Prospective Tractography-Based Targeting for Improved Safety of Focused Ultrasound Thalamotomy

2018
BACKGROUND: Focused ultrasound thalamotomy (FUS-T) was recently approved for the treatment of refractory essential tremor (ET). Despite its noninvasive approach, FUS-T reinitiated concerns about the adverse effects and long-term efficacy after lesioning. OBJECTIVE: To prospectively assess the outcomes of FUS-T in 10 ET patients using tractography-based targeting of the ventral intermediate nucleus (VIM). METHODS: VIM was identified at the intercommissural plane based on its neighboring tracts: the pyramidal tract and medial lemniscus.

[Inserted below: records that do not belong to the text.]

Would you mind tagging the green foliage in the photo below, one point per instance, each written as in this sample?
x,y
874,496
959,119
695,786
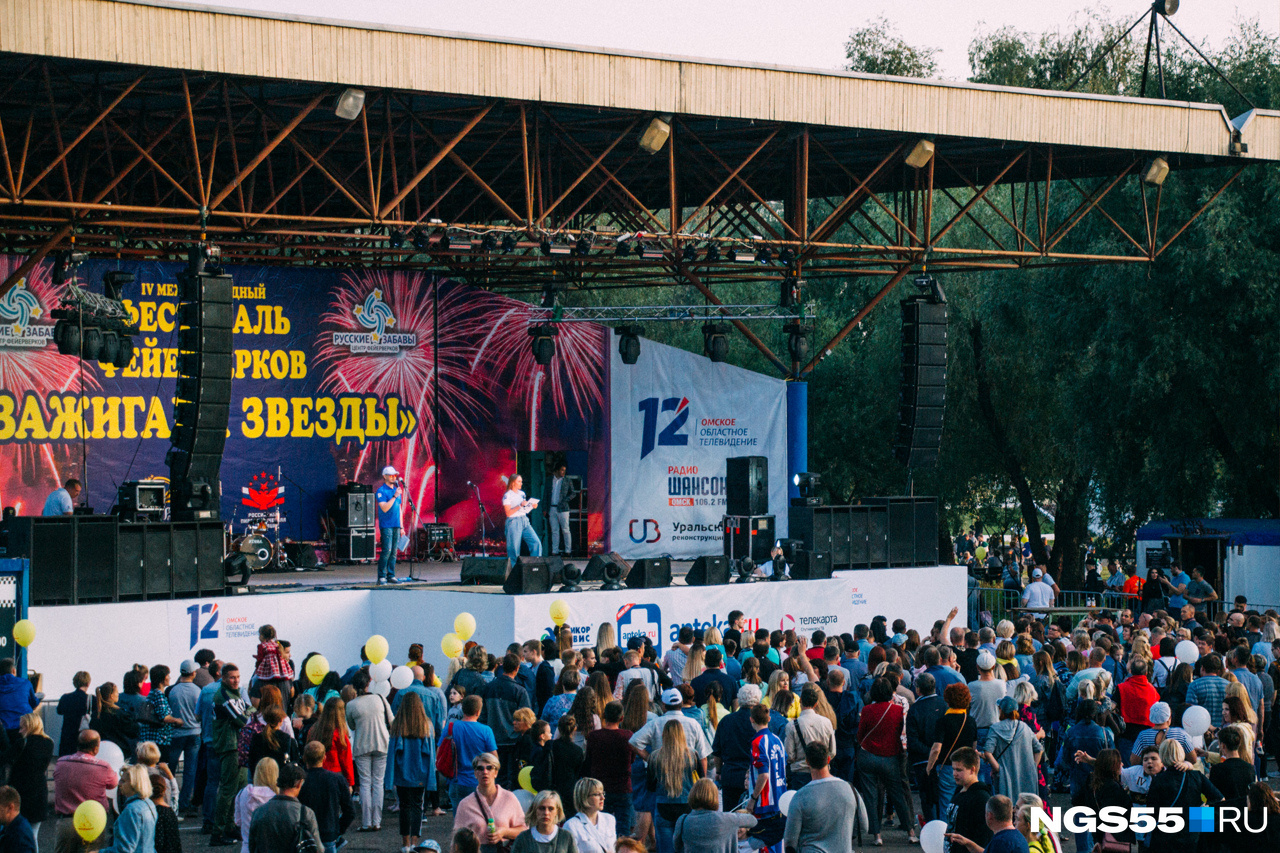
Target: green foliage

FUS-T was performed at the center of tractography-defined VIM. Tremor outcomes, at baseline and 3 mo, were assessed independently by the Tremor Research Group. We analyzed targeting coordinates, clinical outcomes, and adverse events. The FUS-T lesion location was analyzed in relation to unbiased thalamic parcellation using probabilisitic tractography. Quantitative diffusion-weighted imaging changes were also studied in fiber tracts of interest. RESULTS: The tractography coordinates were more anterior than the standard. Intraoperatively, therapeutic sonications at the tractography target improved tremor (>50% improvement) without motor or sensory side effects. Sustained improvement in tremor was observed at 3 mo (tremor score: 18.3 ± 6.9 vs 8.1 ± 4.4, P = .001). No motor weakness and sensory deficits after FUS-T were observed during 6-mo follow-up. Ataxia was observed in 3 patients. FUS-T lesions overlapped with the VIM parcellated with probablisitic tractography. Significant microstructural changes were observed in the white matter connecting VIM with cerebellum and motor cortex. CONCLUSION: This is the first report of prospective VIM targeting with tractography for FUS-T. These results suggest that tractography-guided targeting is safe and has satisfactory short-term clinical outcomes.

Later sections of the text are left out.